Research data curation
Back last year, following the Digital Curation Conference in Washington DC, JISC and the Andrew J Mellon Foundation hosted an international workshop to discuss and suggest where the international priorities are for research and development work supporting academic research data curation. It’s taken a while for the notes to become available, for which I apologise, but here they are:
Priorities for research data curation workshop 2007
(I realise this is a PDF file, which won’t please everyone, but shrunk the filesize by over an order of magnitude from MS Word)
The starting point for the workshop was a recognition that, while research data orients largely by (sub)discipline, the way in which infrastructure is developed and funded is often oriented nationally, or even around institutions. Some way is needed to square these two. I have to confess that, on the day, I wasn’t sure we’d made a lot of progress, but in drafting the notes I changed my mind somewhat. Certainly, Peter Murray-Rust seemed to identify the academic department infrastructure as a key point where intervention could serve both that department and the wider goal of data curation and sharing.

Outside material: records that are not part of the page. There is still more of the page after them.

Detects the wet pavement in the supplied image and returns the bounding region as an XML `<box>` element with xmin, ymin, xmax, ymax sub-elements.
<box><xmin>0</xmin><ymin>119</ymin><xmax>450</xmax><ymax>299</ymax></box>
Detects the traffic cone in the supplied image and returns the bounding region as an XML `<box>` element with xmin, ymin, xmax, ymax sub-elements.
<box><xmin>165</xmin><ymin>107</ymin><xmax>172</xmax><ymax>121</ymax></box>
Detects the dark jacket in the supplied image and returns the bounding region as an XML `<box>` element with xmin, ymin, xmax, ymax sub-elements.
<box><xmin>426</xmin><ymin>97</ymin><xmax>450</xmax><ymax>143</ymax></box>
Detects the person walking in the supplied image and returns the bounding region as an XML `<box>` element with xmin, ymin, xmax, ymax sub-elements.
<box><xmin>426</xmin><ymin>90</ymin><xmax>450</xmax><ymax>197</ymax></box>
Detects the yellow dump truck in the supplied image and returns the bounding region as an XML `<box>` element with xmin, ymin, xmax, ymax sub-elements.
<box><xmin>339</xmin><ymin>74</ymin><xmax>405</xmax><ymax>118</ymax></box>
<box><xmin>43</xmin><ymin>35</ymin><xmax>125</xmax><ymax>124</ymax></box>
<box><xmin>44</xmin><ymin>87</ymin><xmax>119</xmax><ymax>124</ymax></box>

The photos of flip chart diagrams are perhaps not easy to read or understand, but suggest a distinctive place for libraries and repositories.
Greg Crane’s Perseus project anticipated some of the topics that were covered later - notably how to design an infrastructure that is sustainable and yet adaptive - there are a few ideas in the notes. there are also a few ideas about how the problem space might be broken down so that an international approach can be taken, though this remains difficult. With luck and effort, JISC’s and other UK ‘data’ work will join up with that in the US (eg the NSF Datanet programme), Australia (Australian National Data Service), etc, and these notes will help us do that.
Many thanks to the workshop participants, listed at the end of the notes.
The costs of preserving research data
There’s a new report on the JISC website, authored by Neil Beagrie, Julia Chruszcz and Brian Lavoie. It looks at how much it costs to preserve research data and, perhaps as importantly, how institutions and others could calculate this. There are lots of reasons why this report is likely to have an impact - looking after research data is potentially costly, and yet it is important that - as a community - we make reasonable decisions about what should be preserved and how. Perhaps unsurprisingly (at least for those who already do this for a living), it seems the cost of ingesting the data forms the largest cost in the curation lifecycle, but at the same time the evidence shows that correcting badly ingested data later is even more costly, so the figures probably suggest that there is a positive cost/benefit calculation here. There is potential for developing the methodology here into a tool, and there could also be potential for some join-up with the Data Audit Framework.
Research data and the JISC IE
We’re hoping to present some themed web pages on the innovation work being funded under the JISC Information Environment area, including one on research data. I thought I’d use this blog to offer preview / pilot that page. I’m not sure if that’s an acceptable use of a blog, but I’m sure I’ll find out.
The aim of the JISC IE work on data is to promote and enable new ways of finding, using and sharing research data. Because there are huge variations in what ‘data’ is, and in disciplinary cultures and practices around it, there is likely to be a ‘mixed economy’ of infrastructure and services to support its management.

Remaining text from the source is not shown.